To MLIS or not to MLIS, that is the question
Hi! I am a future librarian who will soon need to be applying for grad school. I have done a lot of research about where I would want to apply, and Valdosta State is still the most affordable online option that I am leaning towards. But recently, I have been volunteering a lot at my local library, and I have learned that at least here, they do not require their librarians to have MLIS degrees, as long as their master's degrees are relevant. Our head Children's Librarian has an art history master's, and my volunteer supervisor who is a senior librarian has an English master's. Now I know there is no guarantee that I get a librarian job at this library, what with the state of the library job market, so I am wondering if it would still make the most sense to get the MLIS, or are other libraries leaning in this direction?

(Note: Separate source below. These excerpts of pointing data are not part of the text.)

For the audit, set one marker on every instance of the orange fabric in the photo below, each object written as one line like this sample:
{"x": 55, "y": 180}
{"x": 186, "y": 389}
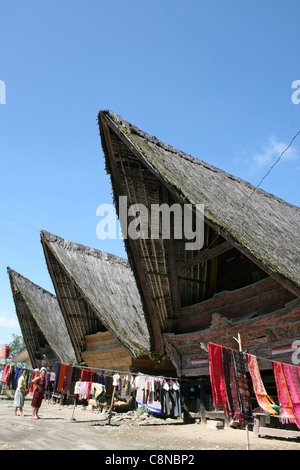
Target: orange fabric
{"x": 61, "y": 377}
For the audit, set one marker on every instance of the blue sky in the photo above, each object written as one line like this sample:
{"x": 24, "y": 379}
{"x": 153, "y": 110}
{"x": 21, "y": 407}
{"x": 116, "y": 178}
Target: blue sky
{"x": 212, "y": 78}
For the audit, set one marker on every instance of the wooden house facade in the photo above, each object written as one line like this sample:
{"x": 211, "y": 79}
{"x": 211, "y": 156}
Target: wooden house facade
{"x": 41, "y": 321}
{"x": 244, "y": 279}
{"x": 101, "y": 306}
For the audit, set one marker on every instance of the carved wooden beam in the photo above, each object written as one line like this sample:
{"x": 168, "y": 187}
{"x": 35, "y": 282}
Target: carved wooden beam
{"x": 204, "y": 256}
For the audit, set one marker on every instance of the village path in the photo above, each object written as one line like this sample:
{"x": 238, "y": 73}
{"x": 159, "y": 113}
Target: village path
{"x": 90, "y": 431}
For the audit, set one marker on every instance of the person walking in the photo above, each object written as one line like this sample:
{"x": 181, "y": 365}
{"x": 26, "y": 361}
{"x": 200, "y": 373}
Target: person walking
{"x": 38, "y": 395}
{"x": 20, "y": 393}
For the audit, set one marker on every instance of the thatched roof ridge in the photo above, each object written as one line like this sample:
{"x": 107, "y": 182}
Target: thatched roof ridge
{"x": 106, "y": 284}
{"x": 264, "y": 226}
{"x": 35, "y": 305}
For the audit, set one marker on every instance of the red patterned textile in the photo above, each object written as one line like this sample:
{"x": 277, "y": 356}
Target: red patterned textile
{"x": 287, "y": 414}
{"x": 217, "y": 376}
{"x": 293, "y": 385}
{"x": 263, "y": 399}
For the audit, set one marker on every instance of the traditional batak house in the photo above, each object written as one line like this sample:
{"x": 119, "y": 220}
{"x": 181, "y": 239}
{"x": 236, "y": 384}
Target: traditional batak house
{"x": 102, "y": 308}
{"x": 42, "y": 324}
{"x": 244, "y": 279}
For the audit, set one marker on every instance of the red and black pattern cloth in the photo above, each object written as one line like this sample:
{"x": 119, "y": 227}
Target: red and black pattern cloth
{"x": 229, "y": 383}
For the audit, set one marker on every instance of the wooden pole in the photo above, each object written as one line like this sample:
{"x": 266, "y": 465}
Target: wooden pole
{"x": 247, "y": 427}
{"x": 111, "y": 405}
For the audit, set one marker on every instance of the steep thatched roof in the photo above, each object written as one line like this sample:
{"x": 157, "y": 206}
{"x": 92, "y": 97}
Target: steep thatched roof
{"x": 96, "y": 291}
{"x": 41, "y": 321}
{"x": 264, "y": 226}
{"x": 249, "y": 234}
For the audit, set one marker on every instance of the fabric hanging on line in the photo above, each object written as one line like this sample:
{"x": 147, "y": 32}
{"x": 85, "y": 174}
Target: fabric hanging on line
{"x": 65, "y": 386}
{"x": 6, "y": 372}
{"x": 233, "y": 409}
{"x": 217, "y": 376}
{"x": 293, "y": 385}
{"x": 57, "y": 369}
{"x": 85, "y": 375}
{"x": 263, "y": 399}
{"x": 61, "y": 377}
{"x": 287, "y": 414}
{"x": 36, "y": 373}
{"x": 242, "y": 387}
{"x": 229, "y": 383}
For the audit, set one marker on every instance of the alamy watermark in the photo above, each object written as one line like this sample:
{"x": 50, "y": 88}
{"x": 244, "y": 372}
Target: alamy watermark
{"x": 296, "y": 94}
{"x": 2, "y": 92}
{"x": 137, "y": 221}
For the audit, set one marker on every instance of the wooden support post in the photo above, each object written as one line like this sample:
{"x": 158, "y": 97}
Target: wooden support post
{"x": 247, "y": 427}
{"x": 111, "y": 404}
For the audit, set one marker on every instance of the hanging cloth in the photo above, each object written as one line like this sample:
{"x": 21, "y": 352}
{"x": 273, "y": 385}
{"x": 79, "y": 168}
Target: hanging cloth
{"x": 263, "y": 399}
{"x": 36, "y": 373}
{"x": 242, "y": 387}
{"x": 233, "y": 409}
{"x": 287, "y": 414}
{"x": 217, "y": 376}
{"x": 61, "y": 377}
{"x": 6, "y": 373}
{"x": 293, "y": 386}
{"x": 57, "y": 369}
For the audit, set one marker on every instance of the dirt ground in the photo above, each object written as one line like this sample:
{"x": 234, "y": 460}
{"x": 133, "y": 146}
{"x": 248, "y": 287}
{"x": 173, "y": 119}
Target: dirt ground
{"x": 89, "y": 430}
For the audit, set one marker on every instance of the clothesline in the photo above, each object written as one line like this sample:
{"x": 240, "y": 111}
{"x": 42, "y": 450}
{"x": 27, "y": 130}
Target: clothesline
{"x": 122, "y": 372}
{"x": 204, "y": 347}
{"x": 231, "y": 392}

I found an online Interdisciplinary Studies master's program at a school where I would get in-state tuition, and they offer school librarianship and public administration as possible concentrations. They also have creative writing, which is my other interest. (I am someone who struggles to settle down on one thing, so an Interdisciplinary Studies degree is very appealing to me.) So I thought, what if I concentrate in all three of these? In my state, school librarians need to have a teaching license, which would be a whole other thing. Maybe I could just not get the teaching license? There is a big overlap between the classes in MLIS programs and the school librarianship classes that this university offers. I do not know if the program is ALA accredited. I don't think that school library programs need to be. Would that be enough to at least make me interesting to other libraries, despite it not being an MLIS degree? Plus however many years of volunteer work at my local library? I am really stressing over making the right choice.